Building #2 throughout the game was an odd building. It operates on a language parser and I’ve tried communicating with it throughout the game. You find a very strong and bizarre theme of conformity vs individuality and creativity throughout the entire game. Having spent hours chasing dead ends in the game I resorted to taking a peek at a walkthrough and I am very glad that I did. To ultimately win in this game, you have to go into building #2 and type in The Island is a Computer Game.
Once you do so you receive the following message shown above and finally discover the Truth, which is that you’ve simply been playing a computer game this entire time.
It is a rare occasion indeed that I throw my hands up in the air and resort to a hint. In this case I am glad that I did because I think I could have easily spent several more hours wrestling with this game. It is definitely a unique experience to anything else I’ve played so far in this era. Again, I’ve never seen the TV show but the author of the game definitely gives you a paranoid, oppressive, bizarre experience. If you’re an individual that spent hours on this game and tugged on the various myriad threads and solved this completely on your own then I tip my hat to you.
The irony here is that the ultimate solution is that you were playing a game however rather than feeling like a game it felt more like an “experience”.
I really enjoyed this article – great job!
I’ve not played this game but I have watched the TV series (multiple times in fact) and can confirm that the game is definitely in keeping with the spirit of the show! The history of computer game/TV programme tie-ins is littered with failures, so it’s refreshing to find a game that is a successful adaptation.
Thank you William. The game makes me want to go and watch the TV series now. I am surprised that we haven’t seen an updated version of this theme or show as I think it would be very popular. My understanding is that Sierra-On-Line bought the rights to the game (Prisoner 2 is just a cosmetic polishing but the same game) and had plans to do a sequel but could not find the right author to pull the theme off as David Mullich had done. They tried to commission him to do the game but he refused to move to where Sierra’s headquarters was located and eventually they gave up looking for someone to do it.

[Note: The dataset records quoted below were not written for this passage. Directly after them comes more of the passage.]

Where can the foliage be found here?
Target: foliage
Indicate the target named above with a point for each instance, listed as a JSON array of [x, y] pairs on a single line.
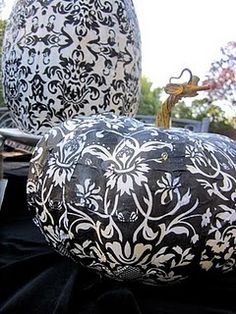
[[222, 74], [149, 102], [202, 108]]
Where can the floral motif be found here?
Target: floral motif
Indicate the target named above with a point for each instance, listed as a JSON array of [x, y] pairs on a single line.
[[127, 212], [88, 61], [88, 195]]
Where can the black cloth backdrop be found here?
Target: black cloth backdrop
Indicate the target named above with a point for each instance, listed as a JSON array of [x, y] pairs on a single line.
[[36, 279]]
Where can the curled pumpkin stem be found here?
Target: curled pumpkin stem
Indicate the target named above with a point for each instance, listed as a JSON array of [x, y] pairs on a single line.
[[176, 93]]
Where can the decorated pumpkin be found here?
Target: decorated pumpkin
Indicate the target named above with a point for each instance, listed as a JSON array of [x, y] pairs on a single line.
[[136, 202], [63, 58]]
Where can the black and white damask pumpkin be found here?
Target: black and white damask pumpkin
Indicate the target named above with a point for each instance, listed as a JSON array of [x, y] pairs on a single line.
[[68, 57], [136, 202]]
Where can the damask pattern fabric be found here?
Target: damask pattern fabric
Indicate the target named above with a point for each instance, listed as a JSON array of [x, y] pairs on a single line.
[[63, 58], [136, 202]]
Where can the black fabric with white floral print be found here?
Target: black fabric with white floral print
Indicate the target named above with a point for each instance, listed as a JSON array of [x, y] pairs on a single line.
[[136, 202], [66, 57]]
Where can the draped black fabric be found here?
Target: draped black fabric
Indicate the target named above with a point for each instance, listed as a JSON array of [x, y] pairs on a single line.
[[36, 279]]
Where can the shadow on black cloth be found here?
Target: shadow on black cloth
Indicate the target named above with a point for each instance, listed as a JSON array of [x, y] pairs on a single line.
[[35, 279]]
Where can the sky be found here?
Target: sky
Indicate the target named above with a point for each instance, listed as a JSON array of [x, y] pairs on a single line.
[[180, 33]]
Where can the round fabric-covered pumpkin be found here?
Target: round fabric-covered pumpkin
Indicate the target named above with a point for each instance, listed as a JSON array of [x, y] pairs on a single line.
[[136, 202], [66, 57]]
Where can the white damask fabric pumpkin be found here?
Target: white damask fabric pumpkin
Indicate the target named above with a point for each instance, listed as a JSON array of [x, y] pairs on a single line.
[[136, 202], [66, 57]]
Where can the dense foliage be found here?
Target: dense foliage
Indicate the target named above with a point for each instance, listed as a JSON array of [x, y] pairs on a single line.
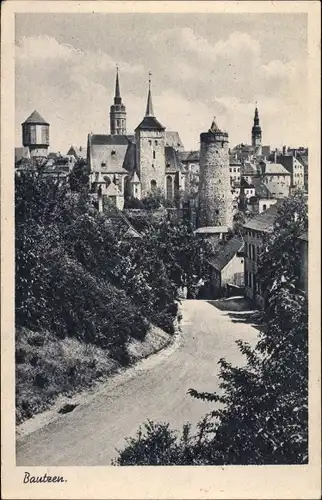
[[82, 275], [261, 415]]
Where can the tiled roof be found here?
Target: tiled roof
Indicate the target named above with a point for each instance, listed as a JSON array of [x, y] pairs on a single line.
[[211, 230], [135, 179], [233, 160], [245, 184], [275, 169], [304, 237], [189, 156], [171, 159], [303, 158], [22, 152], [264, 221], [226, 252], [183, 155], [150, 123], [36, 118], [109, 153], [248, 169], [173, 139], [114, 140], [80, 152], [113, 190], [261, 190]]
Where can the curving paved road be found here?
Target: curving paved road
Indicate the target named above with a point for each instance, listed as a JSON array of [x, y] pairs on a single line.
[[156, 390]]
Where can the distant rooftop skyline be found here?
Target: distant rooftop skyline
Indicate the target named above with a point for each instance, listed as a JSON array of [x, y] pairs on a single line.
[[202, 66]]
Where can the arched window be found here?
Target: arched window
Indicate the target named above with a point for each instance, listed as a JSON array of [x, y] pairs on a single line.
[[169, 187]]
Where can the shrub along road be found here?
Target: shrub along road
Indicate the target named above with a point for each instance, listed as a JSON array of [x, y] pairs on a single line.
[[89, 434]]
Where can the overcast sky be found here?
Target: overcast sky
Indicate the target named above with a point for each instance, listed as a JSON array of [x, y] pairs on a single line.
[[202, 65]]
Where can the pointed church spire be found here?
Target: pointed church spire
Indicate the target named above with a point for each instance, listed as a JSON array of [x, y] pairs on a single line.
[[256, 117], [149, 106], [117, 110], [117, 97], [214, 127], [256, 129]]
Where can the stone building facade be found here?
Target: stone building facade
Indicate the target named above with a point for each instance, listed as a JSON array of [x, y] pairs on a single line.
[[150, 151], [215, 196], [254, 231]]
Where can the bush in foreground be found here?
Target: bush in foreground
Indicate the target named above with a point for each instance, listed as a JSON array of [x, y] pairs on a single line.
[[261, 415]]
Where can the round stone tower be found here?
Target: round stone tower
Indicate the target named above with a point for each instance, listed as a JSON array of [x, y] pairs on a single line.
[[215, 197], [35, 135]]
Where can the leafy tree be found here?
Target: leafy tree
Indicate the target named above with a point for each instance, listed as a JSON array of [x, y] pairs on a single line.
[[261, 414]]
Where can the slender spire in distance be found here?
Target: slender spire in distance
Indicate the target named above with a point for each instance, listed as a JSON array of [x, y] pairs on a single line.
[[117, 83], [149, 106]]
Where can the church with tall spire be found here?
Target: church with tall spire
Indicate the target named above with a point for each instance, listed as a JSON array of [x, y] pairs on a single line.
[[257, 134], [117, 111], [126, 166]]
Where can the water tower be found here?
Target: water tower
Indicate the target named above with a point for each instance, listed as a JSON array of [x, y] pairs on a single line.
[[35, 135]]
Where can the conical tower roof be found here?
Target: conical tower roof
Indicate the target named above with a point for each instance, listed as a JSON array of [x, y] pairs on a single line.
[[150, 122], [36, 118], [149, 105]]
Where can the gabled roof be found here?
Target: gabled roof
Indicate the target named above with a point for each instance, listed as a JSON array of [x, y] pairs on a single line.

Yes, “The Prisoner” is well worth hunting down and watching – it remains, fifty years on, a remarkable and utterly distinctive television programme. It was reissued a few years back on Blu-ray and DVD, so is pretty easy to find inexpensively.
AMC and ITV did try to reboot the show a decade or so back but, despite investing a lot of money into the cast and location, it wasn’t very good. Best to stay with the original version!
It wasn’t very good, but I thought the twist about the nature of the village and Number Six’s life outside of it was a perfect example of a modern idea that properly embraced the 60s psychedelia of the original.